Left from the Port of Copenhagen, made some turning and returned to its mooring after having travelled about two nautical miles in a total absence of crew.

The article appeared on Forbes in 2019 (link), explaining how Rolls-Royce plans to launch its fleet of autonomous ships, promising a saving on naval transport of 20% (up to 44% by eliminating sailors). It is, therefore, not difficult to imagine how this could attract the interest of many shipowners and allow the project to expand exponentially in the future.

The date is questionable, but the point is that significant capital and governments are moving.

What are the benefits?

Indeed, the operating costs, as we have already seen, but also the drastic decrease in the number of accidents due to “human error”, the leading cause of ecological disasters at sea, the consequent number of loss of life and, finally, better management of the problem posed by pirates, making boarding ships more difficult, if not impossible.

Will piracy evolve accordingly? Will pirate submachine guns give way to hackers’ computers?

There will be many scenarios that will have to be foreseen and many questions that will have to be answered.

Oceans are very different from the skies and the earth. Even just distinguishing a target in extreme situations, such as in the event of fog, rough seas or, even worse, during a storm, implies instrument accuracy that will be difficult to obtain in a short time. The human-machine interaction we have created is imperfect but effective.

Predicting a danger and reacting to unforeseen events that often occur at sea is a complex human capacity to be replicated even with the sophisticated sensors that current technology allows us to create. Or has something changed already while I am writing?

Can we afford to pay the social cost of this new revolution? How long do we need to cushion the impact?

Everyone will have his opinion on the subject. Still, it seems inevitable that the transformation will create new scenarios, perspectives and professional figures and, on the other hand, will reduce the current ones. It is easy to imagine that many ancient crafts will be doomed to disappear.

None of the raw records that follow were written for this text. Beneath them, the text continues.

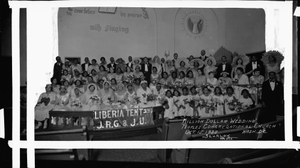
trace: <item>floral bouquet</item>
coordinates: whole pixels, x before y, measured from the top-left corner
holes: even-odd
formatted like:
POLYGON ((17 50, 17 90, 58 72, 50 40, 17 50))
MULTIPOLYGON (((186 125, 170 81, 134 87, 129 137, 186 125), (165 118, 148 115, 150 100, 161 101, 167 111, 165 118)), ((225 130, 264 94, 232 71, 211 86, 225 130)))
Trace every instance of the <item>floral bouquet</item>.
POLYGON ((73 106, 73 107, 82 107, 82 104, 79 100, 73 100, 71 102, 71 106, 73 106))
POLYGON ((99 104, 100 103, 100 97, 97 95, 94 95, 92 97, 90 97, 90 101, 92 104, 99 104))
POLYGON ((243 110, 243 104, 239 102, 239 100, 233 97, 233 100, 228 102, 228 108, 230 110, 235 110, 236 112, 240 112, 243 110))
POLYGON ((138 96, 133 97, 137 104, 141 103, 141 98, 138 96))
POLYGON ((41 103, 44 103, 45 106, 47 106, 49 104, 49 102, 50 102, 50 98, 48 98, 48 97, 43 97, 41 99, 41 103))
POLYGON ((156 94, 150 93, 147 95, 147 101, 155 101, 155 100, 157 100, 156 94))

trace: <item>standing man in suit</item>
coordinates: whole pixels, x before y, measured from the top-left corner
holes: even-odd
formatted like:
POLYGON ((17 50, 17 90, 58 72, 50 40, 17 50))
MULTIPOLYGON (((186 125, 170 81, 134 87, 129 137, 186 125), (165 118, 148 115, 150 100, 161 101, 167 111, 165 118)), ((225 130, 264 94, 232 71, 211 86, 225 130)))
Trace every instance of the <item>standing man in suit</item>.
POLYGON ((269 72, 269 80, 263 83, 262 102, 269 120, 276 120, 276 115, 284 116, 283 84, 276 80, 276 73, 273 71, 269 72))
POLYGON ((202 61, 204 61, 204 62, 205 62, 205 60, 206 60, 206 58, 207 58, 207 56, 206 56, 205 54, 206 54, 205 50, 201 50, 201 55, 200 55, 199 58, 200 58, 202 61))
POLYGON ((260 74, 264 76, 265 66, 261 60, 257 60, 255 55, 252 56, 251 61, 246 65, 245 72, 246 75, 250 78, 253 75, 255 69, 260 69, 260 74))
POLYGON ((128 57, 128 63, 126 64, 129 68, 133 69, 133 62, 132 62, 132 56, 128 57))
POLYGON ((114 57, 110 57, 110 63, 107 64, 107 68, 113 68, 114 69, 114 73, 116 73, 116 69, 117 69, 117 64, 115 63, 115 58, 114 57))
POLYGON ((222 56, 221 61, 222 62, 217 67, 217 76, 216 76, 216 78, 219 78, 221 76, 222 72, 227 72, 228 74, 231 73, 232 67, 229 63, 227 63, 226 56, 222 56))
POLYGON ((91 65, 91 63, 90 63, 89 58, 88 58, 88 57, 85 57, 85 58, 84 58, 84 63, 81 64, 82 72, 83 72, 83 71, 87 71, 90 65, 91 65))
POLYGON ((63 70, 63 63, 61 62, 60 56, 57 56, 56 63, 54 64, 54 68, 53 68, 53 77, 56 78, 58 84, 60 84, 62 70, 63 70))
POLYGON ((152 74, 152 65, 149 63, 148 58, 145 57, 143 59, 143 63, 141 63, 142 72, 144 73, 145 80, 150 84, 150 77, 152 74))

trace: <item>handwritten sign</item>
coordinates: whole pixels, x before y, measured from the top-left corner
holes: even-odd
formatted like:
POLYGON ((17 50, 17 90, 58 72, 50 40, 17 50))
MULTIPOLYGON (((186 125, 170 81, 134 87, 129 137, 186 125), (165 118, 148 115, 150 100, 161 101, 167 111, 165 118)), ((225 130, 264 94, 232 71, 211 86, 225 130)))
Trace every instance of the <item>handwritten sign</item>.
MULTIPOLYGON (((94 31, 98 31, 100 32, 102 30, 102 27, 99 24, 94 24, 94 25, 90 25, 90 30, 94 30, 94 31)), ((106 25, 104 32, 124 32, 124 33, 129 33, 129 28, 128 27, 122 27, 122 26, 113 26, 113 25, 106 25)))
POLYGON ((94 129, 114 129, 154 125, 152 108, 94 111, 94 129))
POLYGON ((276 124, 258 124, 256 119, 184 119, 182 129, 185 134, 201 134, 204 139, 233 140, 230 134, 222 134, 228 130, 241 129, 241 134, 267 134, 267 130, 275 129, 276 124))

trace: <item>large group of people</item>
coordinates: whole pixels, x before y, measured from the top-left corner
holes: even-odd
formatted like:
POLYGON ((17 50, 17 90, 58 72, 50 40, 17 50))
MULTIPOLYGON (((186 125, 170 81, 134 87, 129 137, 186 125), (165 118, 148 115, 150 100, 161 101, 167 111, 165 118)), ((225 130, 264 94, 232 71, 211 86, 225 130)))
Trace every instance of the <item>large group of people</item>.
POLYGON ((99 63, 96 59, 90 62, 86 57, 81 65, 78 60, 63 63, 58 56, 51 84, 46 85, 35 107, 36 128, 43 122, 47 127, 53 109, 89 111, 112 104, 143 106, 154 102, 152 105, 164 106, 165 118, 226 115, 258 104, 278 111, 283 108, 279 56, 269 51, 263 62, 255 55, 249 59, 237 54, 229 59, 232 62, 222 56, 217 64, 202 50, 199 57, 187 58, 177 53, 172 59, 129 56, 127 63, 114 57, 109 63, 104 57, 99 63))

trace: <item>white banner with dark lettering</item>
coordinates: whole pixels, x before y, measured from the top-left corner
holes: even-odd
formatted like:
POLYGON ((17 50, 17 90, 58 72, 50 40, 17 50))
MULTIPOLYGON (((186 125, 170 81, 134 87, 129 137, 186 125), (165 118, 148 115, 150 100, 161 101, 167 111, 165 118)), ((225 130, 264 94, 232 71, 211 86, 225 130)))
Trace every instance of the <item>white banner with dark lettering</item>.
POLYGON ((94 111, 94 129, 117 129, 154 125, 153 108, 130 108, 94 111))

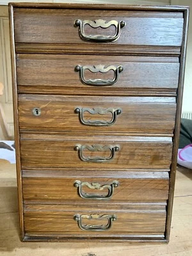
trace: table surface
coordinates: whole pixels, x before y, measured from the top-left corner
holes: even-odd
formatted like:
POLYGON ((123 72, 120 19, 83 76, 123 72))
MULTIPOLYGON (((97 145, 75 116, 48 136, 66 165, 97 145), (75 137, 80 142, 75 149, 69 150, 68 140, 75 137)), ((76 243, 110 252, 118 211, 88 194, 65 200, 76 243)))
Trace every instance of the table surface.
POLYGON ((0 255, 192 256, 192 170, 178 168, 168 244, 104 243, 22 243, 15 164, 0 159, 0 255))

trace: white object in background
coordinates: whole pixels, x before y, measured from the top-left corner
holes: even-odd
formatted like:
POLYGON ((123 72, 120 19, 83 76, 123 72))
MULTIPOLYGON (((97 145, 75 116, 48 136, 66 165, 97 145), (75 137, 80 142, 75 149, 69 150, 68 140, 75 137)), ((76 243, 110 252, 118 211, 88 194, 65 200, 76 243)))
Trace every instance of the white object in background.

When the change happens too fast, it’s hard to think it will be painless.

Perhaps it was not 2020 – as hypothesised by Rolls-Royce – given that the obstacles to overcome are still enormous and involve the purely technical, political and legal spheres. It will probably take even longer.

Even if the future is still to be written and, for better or worse, the speed of change seems to accelerate constantly, we cannot ignore that the course has now been charted. We can only hope for change management that considers the social implications and foresees positive solutions at three hundred and sixty degrees.